We do not know how to get close to the ideal, nor even what path takes us in that direction. That is a large part of the nature of the healthcare problem. We don't know what next steps will improve the situation.

Third reaction was around monopolies and semi-monopolies. Medicare, VHA, and Indian Health Service are three huge monopolies. Kaiser and Mayo are two large competitive providers. Each has taken very different strategies. None is considered close to the ideal. None is held out as the clear answer for the next target. They all have major successes and major flaws.

Aron B said...

From your description of Christensen's ideas, it doesn't sound like monopoly is a requirement for his ideas, it's just the only area where we see these kinds of integrated value networks today.

That said, it seems to me that the major requirement is not monopoly with respect to the patients (you can always compete for patient dollars, especially if you're reducing costs and improving quality), but monopsony with respect to the doctors - that is, Geisinger is the only one buying doctors' services, so they can put them on salary and have a great deal more influence over the doctors' behaviors.

Does this ring true?
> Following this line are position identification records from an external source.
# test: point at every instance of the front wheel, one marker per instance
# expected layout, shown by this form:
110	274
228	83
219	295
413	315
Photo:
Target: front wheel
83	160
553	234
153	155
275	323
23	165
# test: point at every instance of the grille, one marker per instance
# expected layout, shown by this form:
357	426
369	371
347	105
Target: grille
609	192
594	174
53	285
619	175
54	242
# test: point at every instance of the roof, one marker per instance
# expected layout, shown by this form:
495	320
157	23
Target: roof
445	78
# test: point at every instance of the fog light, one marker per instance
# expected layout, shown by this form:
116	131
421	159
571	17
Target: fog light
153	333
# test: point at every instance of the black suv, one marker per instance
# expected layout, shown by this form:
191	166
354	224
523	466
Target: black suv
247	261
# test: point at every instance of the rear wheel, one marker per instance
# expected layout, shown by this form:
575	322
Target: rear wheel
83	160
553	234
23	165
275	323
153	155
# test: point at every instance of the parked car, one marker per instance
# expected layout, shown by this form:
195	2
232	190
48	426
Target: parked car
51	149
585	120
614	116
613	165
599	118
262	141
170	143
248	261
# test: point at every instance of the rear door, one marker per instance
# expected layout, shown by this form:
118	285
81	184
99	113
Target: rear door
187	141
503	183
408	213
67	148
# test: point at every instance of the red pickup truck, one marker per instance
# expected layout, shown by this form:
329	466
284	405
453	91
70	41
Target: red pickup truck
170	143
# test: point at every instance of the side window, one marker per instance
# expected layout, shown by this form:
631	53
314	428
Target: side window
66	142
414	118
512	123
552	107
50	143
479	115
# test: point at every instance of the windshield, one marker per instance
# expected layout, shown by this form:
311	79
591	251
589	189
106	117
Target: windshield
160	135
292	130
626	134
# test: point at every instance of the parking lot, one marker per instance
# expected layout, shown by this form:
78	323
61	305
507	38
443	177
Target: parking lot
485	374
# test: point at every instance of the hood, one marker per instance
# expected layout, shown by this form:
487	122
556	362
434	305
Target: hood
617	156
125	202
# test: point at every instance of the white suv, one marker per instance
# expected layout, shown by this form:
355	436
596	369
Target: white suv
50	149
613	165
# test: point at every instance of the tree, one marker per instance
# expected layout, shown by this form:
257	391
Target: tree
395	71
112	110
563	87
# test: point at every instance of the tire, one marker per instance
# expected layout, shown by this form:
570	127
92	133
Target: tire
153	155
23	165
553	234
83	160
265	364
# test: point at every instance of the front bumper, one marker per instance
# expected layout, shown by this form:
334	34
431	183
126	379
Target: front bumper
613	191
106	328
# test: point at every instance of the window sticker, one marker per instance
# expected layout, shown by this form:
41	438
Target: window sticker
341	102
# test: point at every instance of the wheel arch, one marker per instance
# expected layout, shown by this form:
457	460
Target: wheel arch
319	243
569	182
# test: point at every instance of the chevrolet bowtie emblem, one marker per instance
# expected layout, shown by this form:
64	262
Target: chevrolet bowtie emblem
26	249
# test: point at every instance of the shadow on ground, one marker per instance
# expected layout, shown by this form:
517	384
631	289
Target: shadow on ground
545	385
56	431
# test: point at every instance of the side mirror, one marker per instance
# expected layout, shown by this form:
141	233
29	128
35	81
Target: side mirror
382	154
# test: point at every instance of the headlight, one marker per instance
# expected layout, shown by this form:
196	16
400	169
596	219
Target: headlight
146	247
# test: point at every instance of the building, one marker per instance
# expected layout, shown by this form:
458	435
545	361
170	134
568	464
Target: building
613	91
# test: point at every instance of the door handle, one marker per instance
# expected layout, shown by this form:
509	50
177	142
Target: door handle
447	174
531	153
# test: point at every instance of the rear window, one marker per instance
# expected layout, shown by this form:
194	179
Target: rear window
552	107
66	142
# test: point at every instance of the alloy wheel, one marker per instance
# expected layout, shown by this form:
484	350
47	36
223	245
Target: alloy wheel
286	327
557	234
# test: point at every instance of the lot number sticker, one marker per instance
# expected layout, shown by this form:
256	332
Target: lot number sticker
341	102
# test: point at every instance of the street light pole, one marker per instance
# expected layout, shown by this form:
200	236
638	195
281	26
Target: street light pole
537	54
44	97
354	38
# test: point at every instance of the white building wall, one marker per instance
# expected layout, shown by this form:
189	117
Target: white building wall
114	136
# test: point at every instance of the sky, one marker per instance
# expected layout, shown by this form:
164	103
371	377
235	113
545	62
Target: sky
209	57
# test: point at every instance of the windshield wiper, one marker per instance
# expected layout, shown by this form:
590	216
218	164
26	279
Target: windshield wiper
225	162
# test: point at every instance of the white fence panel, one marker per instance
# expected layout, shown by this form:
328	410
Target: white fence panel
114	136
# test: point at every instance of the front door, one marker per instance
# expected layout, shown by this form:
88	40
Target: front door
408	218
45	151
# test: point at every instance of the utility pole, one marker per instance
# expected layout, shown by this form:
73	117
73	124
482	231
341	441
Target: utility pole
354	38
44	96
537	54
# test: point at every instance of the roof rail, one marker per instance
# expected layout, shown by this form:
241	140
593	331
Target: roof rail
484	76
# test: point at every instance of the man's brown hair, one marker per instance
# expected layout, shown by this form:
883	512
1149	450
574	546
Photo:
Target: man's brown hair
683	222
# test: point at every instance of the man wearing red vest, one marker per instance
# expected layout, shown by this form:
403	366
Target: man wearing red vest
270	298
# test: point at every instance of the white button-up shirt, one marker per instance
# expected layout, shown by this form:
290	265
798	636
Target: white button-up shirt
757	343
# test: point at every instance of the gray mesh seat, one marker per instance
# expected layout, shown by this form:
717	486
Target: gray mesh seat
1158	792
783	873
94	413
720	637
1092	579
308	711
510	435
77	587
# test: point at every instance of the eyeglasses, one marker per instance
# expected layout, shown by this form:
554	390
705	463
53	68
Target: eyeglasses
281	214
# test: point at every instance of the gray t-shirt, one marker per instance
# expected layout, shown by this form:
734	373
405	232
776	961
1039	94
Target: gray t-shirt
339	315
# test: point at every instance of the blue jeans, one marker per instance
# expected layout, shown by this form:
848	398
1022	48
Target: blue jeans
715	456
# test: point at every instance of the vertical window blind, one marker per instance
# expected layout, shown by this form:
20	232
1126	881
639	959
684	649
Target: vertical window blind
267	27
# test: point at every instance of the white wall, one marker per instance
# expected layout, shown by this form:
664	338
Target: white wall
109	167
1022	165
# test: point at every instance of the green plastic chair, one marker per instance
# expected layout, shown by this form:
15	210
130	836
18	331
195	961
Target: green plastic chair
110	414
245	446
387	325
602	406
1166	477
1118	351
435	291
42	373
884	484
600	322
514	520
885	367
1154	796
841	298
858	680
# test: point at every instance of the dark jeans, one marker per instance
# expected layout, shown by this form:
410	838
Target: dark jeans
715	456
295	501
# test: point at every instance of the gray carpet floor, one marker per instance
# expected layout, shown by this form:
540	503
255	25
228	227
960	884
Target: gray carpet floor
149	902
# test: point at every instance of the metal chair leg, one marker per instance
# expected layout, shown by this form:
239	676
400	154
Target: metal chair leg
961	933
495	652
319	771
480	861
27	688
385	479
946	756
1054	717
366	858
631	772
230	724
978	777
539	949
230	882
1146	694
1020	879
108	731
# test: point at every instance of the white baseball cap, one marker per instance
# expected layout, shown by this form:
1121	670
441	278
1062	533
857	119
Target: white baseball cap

Are there examples of Mass. hospitals that have salaried doctors (other than the VA!)? If not, why not? Are salaried doctors the key to building a truly integrated value network?

It has always seemed to me that doctors are the real key to cost containment, but no policymaker is willing to propose or implement frameworks that adversely affect this powerful (and well-liked) constituency.

Engineer on Medicare said...

Paul Levy said: I used to run the regional water and sewer system in Eastern Massachusetts. Among the things I liked best: I was providing an essential public service, I had a monopoly, I could set my own prices, and people had to pay.

That is a scary prospect. Think of the Massachusetts Turnpike Authority running the "Big Dig": Massive cost overruns, quality problems with slurry walls and concrete, and death from falling roof panels. Think of unions of tenured teachers effectively running most educational programs. Think of AMTRAK with costs per passenger far greater than the cost of a ticket.

Find a way to apply competition and efficiency to health care.